The College Widow: Not a Woman Who Married a College that Died

Of course this fellow Canby — Yale class of 1899 — would end his description of the "college widow" with a cigarette:
For the college widow had a depth and richness of emotional experience never developed in American life of that day outside of a few metropolises, and seldom there. She began at sixteen or eighteen, as a ravishing beauty, the darling of freshmen; she passed on in the years of her first blooming from class to class of ardent youngsters, until, as her experience ripened, she acquired a taste, never to be satisfied by matrimony, for male admiration, abstracted from its consequences; and more subtly, for the heady stimulant of intimacy with men in their fresh and vigorous youth. By her thirties she had learned the art of eternal spring, and had become a connoisseur in the dangerous excitement of passion controlled at the breaking point, a mistress of every emotion, and an adept in the difficult task of sublimating love into friendship. The students lived out their brief college life and went on; she endured, and tradition with her, an enchantress in illusion and a specialist in the heart. Twenty, even thirty years might be her tether; when suddenly on a midnight, a shock of reality, or perhaps only boredom, ended it all; she was old -- but still charming and infinitely wise.
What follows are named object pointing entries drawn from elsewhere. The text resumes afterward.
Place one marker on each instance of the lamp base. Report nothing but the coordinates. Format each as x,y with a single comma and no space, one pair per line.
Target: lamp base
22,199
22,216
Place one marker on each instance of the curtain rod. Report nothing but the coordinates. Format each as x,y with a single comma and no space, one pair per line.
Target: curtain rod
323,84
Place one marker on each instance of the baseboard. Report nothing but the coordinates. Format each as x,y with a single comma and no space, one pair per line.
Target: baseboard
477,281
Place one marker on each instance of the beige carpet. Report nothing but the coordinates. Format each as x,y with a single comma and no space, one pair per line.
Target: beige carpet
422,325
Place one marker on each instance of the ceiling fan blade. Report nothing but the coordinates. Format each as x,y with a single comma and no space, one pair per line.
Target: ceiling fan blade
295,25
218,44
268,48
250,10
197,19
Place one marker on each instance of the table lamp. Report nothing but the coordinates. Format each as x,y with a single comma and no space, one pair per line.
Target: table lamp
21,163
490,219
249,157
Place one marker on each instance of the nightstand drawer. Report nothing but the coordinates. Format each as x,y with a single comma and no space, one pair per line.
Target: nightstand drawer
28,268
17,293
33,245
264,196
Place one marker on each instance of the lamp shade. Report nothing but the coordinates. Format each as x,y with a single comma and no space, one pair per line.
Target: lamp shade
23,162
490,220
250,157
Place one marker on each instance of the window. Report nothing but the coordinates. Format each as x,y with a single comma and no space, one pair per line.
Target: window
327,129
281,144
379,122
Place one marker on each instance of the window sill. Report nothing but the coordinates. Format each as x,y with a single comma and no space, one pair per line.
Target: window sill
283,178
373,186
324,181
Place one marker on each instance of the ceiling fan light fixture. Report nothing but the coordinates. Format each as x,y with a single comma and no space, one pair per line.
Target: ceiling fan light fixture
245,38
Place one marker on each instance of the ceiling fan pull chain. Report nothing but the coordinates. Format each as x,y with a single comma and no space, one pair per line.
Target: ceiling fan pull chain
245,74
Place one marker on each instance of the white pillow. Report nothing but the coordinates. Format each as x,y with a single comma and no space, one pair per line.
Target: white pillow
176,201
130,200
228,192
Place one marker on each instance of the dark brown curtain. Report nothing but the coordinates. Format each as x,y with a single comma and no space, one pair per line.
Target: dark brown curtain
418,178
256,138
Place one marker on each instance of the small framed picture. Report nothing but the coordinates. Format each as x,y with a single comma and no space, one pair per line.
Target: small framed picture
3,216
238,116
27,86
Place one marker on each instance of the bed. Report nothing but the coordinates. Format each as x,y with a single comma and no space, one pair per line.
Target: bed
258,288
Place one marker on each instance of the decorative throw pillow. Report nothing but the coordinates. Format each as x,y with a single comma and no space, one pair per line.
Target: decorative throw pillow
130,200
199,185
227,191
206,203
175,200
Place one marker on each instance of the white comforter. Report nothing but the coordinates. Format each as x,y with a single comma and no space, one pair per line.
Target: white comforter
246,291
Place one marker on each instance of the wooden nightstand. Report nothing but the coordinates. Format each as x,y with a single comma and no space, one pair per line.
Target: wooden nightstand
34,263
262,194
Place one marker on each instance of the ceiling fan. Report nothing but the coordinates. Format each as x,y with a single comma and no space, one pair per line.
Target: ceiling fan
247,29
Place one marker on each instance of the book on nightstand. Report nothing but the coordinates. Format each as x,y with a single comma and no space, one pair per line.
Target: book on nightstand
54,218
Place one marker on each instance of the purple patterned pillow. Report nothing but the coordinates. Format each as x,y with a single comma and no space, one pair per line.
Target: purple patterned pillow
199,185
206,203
To smoke a cigarette with her when cigarettes were still taboo for women, and drink her coffee and liqueur, was a lesson in civilization.

Tobacco Then and Now

Via Division of Labour, this from the New York Times in 1909:
BERLIN - The Committee on Appropriations unanimously voiced today to report to the Reichstag a resolution appropriating $500,000 for the relief of tobacco workers who have been thrown out of work as a consequence of the reduced consumption of cigars and cigarettes under the operation of the new tax measures.

Friday, December 11, 2009

Would you transport this woman across state lines for immoral purposes?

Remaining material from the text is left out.